The Napkin Thief

Thomas Erickson
April 2023

I am cleaning out the closet in the mudroom. Things accumulate here: it is an ideal place to tuck things as we depart in a rush, or return in a wave of fatigue. Once tucked, however, they are apt to be forgotten in the dark, still space of the closet. Gradually, the well-ordered space is engulfed by an alluvial fan of detritus washed up by the wakes of our passage. Tucks become tosses, the angle of repose is approached, and soon thereafter I am forced into action.

I am sorting through the cloth bags. There are more than expected. To maintain a semblance of order, one has been stuffed inside another, and another inside that, and so on. As in a late-night horror movie, seemingly mundane objects have come together and multiplied into bloated rag-doll matryoshkas. I pull them one out of another out of another out of another; they unfurl like clowns from a clown-car. Each has striking colors, eye-catching logos, and acronyms that have mysterious, if mundane, referents. Some are ancient, from long-passed professional conferences: CHI93, HICSS97, CSCW88. Others are mementos of a sort, reminders of events, or trips, or places, like the Big Save bag from the eponymous store in Hanalei. Yet others are more purely functional, with internal meshes to secure bottles or zippered tops that conceal secret inner pockets.

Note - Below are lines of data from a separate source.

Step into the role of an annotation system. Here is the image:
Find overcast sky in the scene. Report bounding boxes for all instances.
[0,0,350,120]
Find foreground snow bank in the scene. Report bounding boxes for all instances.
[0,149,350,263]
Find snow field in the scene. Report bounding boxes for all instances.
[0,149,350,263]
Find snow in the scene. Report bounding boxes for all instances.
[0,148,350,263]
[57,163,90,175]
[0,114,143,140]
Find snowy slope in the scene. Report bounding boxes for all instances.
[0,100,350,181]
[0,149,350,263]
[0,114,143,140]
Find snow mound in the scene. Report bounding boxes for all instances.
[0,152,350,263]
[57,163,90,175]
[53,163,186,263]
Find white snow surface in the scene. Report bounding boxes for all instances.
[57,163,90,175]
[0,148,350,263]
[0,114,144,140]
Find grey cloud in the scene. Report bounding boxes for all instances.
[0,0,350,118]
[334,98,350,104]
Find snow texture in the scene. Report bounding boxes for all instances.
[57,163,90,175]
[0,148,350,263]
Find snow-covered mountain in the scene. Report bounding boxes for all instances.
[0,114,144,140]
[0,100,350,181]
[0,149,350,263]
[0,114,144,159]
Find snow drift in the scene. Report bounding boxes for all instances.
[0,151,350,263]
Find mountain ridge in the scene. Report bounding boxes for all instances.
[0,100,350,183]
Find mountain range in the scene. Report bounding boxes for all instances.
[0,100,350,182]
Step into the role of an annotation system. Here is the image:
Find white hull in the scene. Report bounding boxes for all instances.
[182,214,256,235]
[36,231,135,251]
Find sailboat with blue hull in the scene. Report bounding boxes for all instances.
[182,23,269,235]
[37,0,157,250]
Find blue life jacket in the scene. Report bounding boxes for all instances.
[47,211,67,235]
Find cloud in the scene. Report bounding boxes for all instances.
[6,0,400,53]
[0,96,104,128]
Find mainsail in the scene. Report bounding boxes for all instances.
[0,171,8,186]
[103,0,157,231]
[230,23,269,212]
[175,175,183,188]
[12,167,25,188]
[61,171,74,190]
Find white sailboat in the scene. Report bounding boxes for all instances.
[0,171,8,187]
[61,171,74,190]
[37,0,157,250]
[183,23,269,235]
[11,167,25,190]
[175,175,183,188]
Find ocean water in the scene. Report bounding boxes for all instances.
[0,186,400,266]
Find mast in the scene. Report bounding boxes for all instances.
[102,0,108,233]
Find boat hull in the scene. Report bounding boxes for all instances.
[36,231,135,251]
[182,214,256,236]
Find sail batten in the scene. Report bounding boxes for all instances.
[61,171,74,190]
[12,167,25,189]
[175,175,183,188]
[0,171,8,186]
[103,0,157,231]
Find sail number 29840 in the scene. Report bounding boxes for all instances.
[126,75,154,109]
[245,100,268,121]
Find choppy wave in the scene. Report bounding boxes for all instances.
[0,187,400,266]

Sorting must be undertaken with care. As I’ve learned, a bag that appears of no import to me may mean something special to my spouse: ‘You discarded that?’ The tone is an alloy of astonishment and despair. Hence, I hesitate when I encounter the unassuming “Cultural Cloth” bag from Wisconsin. It is too small to be of any real use. But I don’t recognize it; I can connect it to no known event or place. I prudently set it aside and move on to other things.

Later, upon showing it to my spouse, I find that it is unknown to her as well. But, she suggests, someone had probably given it to us to take something home. Perhaps extras from a meal, or as a wrapper for a small gift like a jar of jam. (One cannot give naked gifts! They must be decently covered.). ‘We should return it!’ 

I know which ‘we’ she means.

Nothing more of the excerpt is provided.